Deusa T
Nilson Souza
Como aqueles ciganos que periodicamente apareciam na Macondo de Garcia Márquez com novidades que pareciam mágicas aos locais, de vez em quando a deusa da Tecnologia desce do Olimpo do Metaverso para tentar a Humanidade.
Que tal uma máquina que encurtará distâncias e possibilitará que vocês viajem com mais rapidez e conforto do que vêm fazendo há séculos na sua montarias e carruagens?
− Quanto nos custará? − perguntaram os homens.
− Pouco: vocês só terão que extrair petróleo do chão, construir longas estradas asfaltadas, desenvolver microchips e, de vez em quando, sacrificar algumas vidas.
− Fechado! − respondeu a mais ambiciosa das criaturas.

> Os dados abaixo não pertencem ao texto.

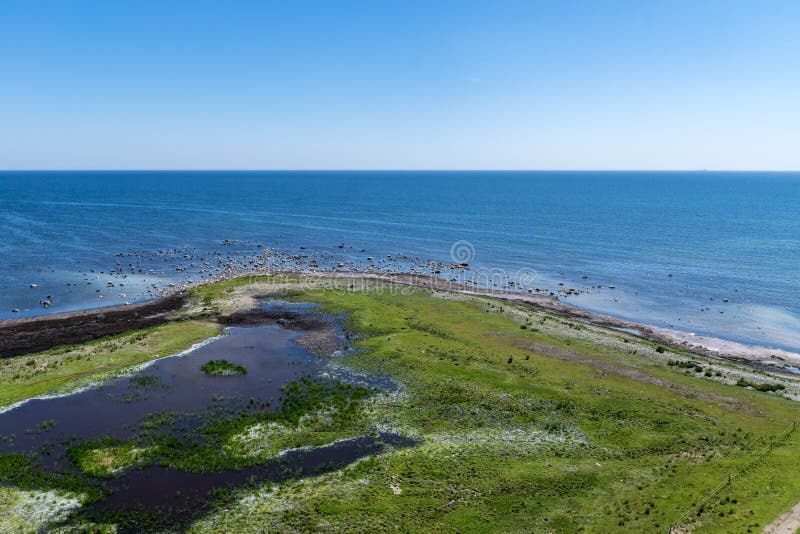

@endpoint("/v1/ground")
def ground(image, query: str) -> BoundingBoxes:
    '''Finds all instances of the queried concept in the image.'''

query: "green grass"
[200,359,247,376]
[186,284,800,533]
[0,453,104,504]
[0,320,221,408]
[188,274,279,314]
[189,275,274,302]
[4,276,800,533]
[67,437,153,478]
[160,377,373,471]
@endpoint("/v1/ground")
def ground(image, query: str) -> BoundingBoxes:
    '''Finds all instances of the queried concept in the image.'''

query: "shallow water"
[79,433,412,532]
[0,311,412,530]
[0,325,320,462]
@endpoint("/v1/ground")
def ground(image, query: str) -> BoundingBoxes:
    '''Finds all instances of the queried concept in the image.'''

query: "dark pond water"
[79,432,412,532]
[0,309,412,531]
[0,324,322,465]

E o automóvel chegou. Trouxe, realmente, rapidez, conforto, status e sensação de poder. Facilitou os deslocamentos. Mas também alterou para sempre a superfície do planeta, poluiu o ar, disseminou a pressa e nos cobra cerca de 1 milhão e 300 mil vidas por ano (segundo a OMS), sem contar os mutilados do trânsito.
Em outra visita aos terráqueos, a Deusa T ofereceu:
− Tenho um aparelhinho maravilhoso, que mostra imagens coloridas em movimento, transforma suas casas em cinema e serve de diversão para toda a família.

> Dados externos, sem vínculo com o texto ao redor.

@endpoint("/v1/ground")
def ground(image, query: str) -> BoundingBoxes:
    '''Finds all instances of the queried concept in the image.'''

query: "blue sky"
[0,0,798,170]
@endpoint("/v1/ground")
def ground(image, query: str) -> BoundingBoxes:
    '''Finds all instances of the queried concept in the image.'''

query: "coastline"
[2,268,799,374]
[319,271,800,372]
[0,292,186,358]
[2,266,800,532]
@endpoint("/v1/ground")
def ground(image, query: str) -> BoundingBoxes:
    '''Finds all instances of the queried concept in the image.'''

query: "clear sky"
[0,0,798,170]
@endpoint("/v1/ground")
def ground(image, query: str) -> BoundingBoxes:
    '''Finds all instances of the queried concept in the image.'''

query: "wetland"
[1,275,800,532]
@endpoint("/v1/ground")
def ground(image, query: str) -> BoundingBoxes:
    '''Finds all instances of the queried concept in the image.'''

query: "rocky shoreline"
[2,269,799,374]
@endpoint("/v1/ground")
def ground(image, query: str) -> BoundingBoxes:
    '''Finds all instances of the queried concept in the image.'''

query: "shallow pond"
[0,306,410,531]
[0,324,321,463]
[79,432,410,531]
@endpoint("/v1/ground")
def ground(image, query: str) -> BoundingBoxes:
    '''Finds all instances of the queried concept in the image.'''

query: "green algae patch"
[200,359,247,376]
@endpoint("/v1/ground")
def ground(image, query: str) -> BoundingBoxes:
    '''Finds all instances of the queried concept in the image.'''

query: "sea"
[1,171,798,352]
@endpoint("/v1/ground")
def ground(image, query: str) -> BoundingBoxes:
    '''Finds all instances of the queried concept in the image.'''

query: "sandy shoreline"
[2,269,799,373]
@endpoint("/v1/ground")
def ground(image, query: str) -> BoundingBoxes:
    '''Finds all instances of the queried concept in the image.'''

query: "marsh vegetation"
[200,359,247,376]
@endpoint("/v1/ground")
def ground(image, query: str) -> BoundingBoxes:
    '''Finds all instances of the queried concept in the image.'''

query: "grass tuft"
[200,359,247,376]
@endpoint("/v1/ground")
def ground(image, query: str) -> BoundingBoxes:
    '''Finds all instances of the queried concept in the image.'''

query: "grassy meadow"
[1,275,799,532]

− E o que teremos que pagar? − perguntaram.
− Pouco, quase nada. Apenas o preço da obsolescência programada, energia elétrica, espaços na sala e no quarto, e algumas horas diárias de inércia.
− Topamos! − responderam, ansiosos pela novidade.
E a televisão invadiu os lares, distraiu o povo com novelas, filmes, programas de humor e desenhos animados, mas também alterou hábitos, virou babá eletrônica, atiçou o consumo desmesurado e estimulou o sedentarismo.
Mais recentemente, a Deusa T desembarcou no Planeta T com outra novidade espetacular:
− Uma telinha fantástica, que cada pessoa poderá carregar na palma da mão e usá-la para se comunicar com quem quiser, em qualquer lugar da Terra, e que também proporciona acesso ao conhecimento.
− Qual será o nosso custo? − perguntaram os humanos, apenas por perguntar, pois já estavam aceitando.
− O valor dos aparelhos, as taxas das operadoras, tomadas para a bateria e toda a atenção que puderem dispensar ao brinquedinho.
O celular cumpre sua missão, mas, em troca, apropria-se do tempo e da vontade dos usuários.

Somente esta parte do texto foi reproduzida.